For part (i), I think it's just $6!$.
(ii), I think if we treat $\texttt{123}$ as a block, then we should have 4 slots intead of 6 slots now, so the answer should be $4!$.
(iii) $\frac{6!}{2}$ - this should also be correct.
(iv) -not sure what do to- need help and explanation. I did some programming and checked one by one, and if my code is correct, the answer is 5280?
On
Assuming leading zeroes count as 6 digit numbers. Using the principle of inclusion-exclusion (PIE), we have: $10^6$ ways without any restrictions, $9^6$ ways without including $i_k \in \{1,2,3,4,5\}$ as a digit for which there are $5 \choose 1$ combinations for $i_1$, $8^6$ ways without including $i_1$ nor $i_2$, for which there are $5 \choose 2$ combinations, $7^6$ ways without including $i_1$ nor $i_2$ nor $i_3$, for which there are $5 \choose 3$ combinations, $6^6$ ways without including $i_1$ nor $i_2$ nor $i_3$ nor $i_4$ for which there are $5 \choose 4$ combinations, and finally there are $5^6$ combinations not including any of the digits from $1$ through $5$.
Hence, the solution (including leading zeroes) is:
$$10^6 - {5 \choose 1}(9^6) + {5 \choose 2} (8^6) - {5 \choose 3}(7^6) + {5 \choose 4}(6^6)- 5^6 = 5400$$
If you do not count leading zeroes, subtract the number of combinations with leading zeroes, that being:
$ 5400 - 5! = 5280 $
There are $5!$ ways to lay out the the digits $1$ to $5$ in positions ABCDE.
We need to insert a sixth digit.
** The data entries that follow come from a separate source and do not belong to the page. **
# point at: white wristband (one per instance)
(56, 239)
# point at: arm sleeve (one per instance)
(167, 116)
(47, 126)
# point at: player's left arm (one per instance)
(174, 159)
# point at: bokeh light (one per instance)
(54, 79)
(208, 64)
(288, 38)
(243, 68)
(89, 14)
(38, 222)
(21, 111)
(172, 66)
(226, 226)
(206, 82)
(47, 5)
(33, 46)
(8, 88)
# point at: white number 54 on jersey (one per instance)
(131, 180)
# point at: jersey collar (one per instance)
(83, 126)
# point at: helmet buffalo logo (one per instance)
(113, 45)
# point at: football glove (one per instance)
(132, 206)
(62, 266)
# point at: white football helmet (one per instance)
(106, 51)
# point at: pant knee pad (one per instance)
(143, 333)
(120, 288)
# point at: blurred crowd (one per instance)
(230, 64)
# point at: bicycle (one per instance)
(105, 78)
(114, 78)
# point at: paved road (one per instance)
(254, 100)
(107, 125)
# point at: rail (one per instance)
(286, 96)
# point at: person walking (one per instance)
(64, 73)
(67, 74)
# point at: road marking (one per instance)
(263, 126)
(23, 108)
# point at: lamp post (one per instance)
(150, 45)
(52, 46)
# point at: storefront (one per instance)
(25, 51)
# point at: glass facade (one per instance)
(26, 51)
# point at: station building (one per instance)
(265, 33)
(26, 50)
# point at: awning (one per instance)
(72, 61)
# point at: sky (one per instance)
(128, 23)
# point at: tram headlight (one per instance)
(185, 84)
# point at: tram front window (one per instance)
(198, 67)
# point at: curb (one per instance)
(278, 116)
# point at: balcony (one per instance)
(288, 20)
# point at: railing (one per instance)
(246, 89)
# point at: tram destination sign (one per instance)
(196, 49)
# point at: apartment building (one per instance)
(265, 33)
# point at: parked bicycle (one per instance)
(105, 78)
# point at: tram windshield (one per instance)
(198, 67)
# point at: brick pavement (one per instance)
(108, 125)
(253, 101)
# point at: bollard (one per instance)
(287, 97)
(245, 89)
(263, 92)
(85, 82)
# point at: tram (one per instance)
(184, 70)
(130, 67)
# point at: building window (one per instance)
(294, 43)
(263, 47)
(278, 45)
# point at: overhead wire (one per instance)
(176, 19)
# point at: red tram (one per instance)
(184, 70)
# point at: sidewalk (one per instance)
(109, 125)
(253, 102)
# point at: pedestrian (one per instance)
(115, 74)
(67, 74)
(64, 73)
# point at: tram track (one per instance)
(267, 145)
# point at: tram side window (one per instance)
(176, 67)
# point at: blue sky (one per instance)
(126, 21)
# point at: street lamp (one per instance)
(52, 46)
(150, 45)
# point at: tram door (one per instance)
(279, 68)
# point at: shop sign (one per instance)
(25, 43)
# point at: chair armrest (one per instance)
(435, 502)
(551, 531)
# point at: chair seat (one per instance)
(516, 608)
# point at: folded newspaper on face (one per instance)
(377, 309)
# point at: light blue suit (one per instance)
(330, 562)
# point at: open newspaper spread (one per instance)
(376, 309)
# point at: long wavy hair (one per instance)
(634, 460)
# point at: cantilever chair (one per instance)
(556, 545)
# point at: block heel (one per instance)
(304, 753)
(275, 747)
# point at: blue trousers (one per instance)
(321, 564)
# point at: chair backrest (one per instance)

There are $6$ positions we can place it (before the $A$, between the $A$ and the $B$, etc.....)
We need to insert a sixth digit. The sixth digit could be $0$. It could but $1...5$ or it could but $6,7,8,9$. Each case has its issues.
If the sixth digit is $6,7,8,9$ there is no issue. There are $4$ possible choice, $6$ positions, and $5!$ ways we did the $1...5$. So $4\cdot 6\cdot 5!$ ways to do that.
If the sixth digit is $0$ the only issue is that we can't put it in the $1$ position. SO there is $1$ choice of what digit $0$ could be (namely $0$) and $5$ positions to put it in and $5!$ ways to do the $1....5$. So $5\cdot 5!$ ways to do it.
Now the issue with the sixth digit being $1....5$ is we are double counting. There are $5!$ ways to place the $1$ through $5$. And there are $6$ places to put the $6$th digit. But wherever we put the second copy of the digit would be the same as though we had put it there originally and we put the second copy where the firs was. So there are $5$ choices of the $6$th digit and $6$ places to put it but to take double counting into account; there are $5\times \frac {6\times 5!}2$ ways to do this.
So in total:
$4\cdot 6\cdot 5! + 5\cdot 5! + 5\cdot \frac {6\cdot 5!}2=$
$5!(4\cdot 6 + 5 + 5\times \frac 62) = 120\times (24+5+15)=120\times 44=5280$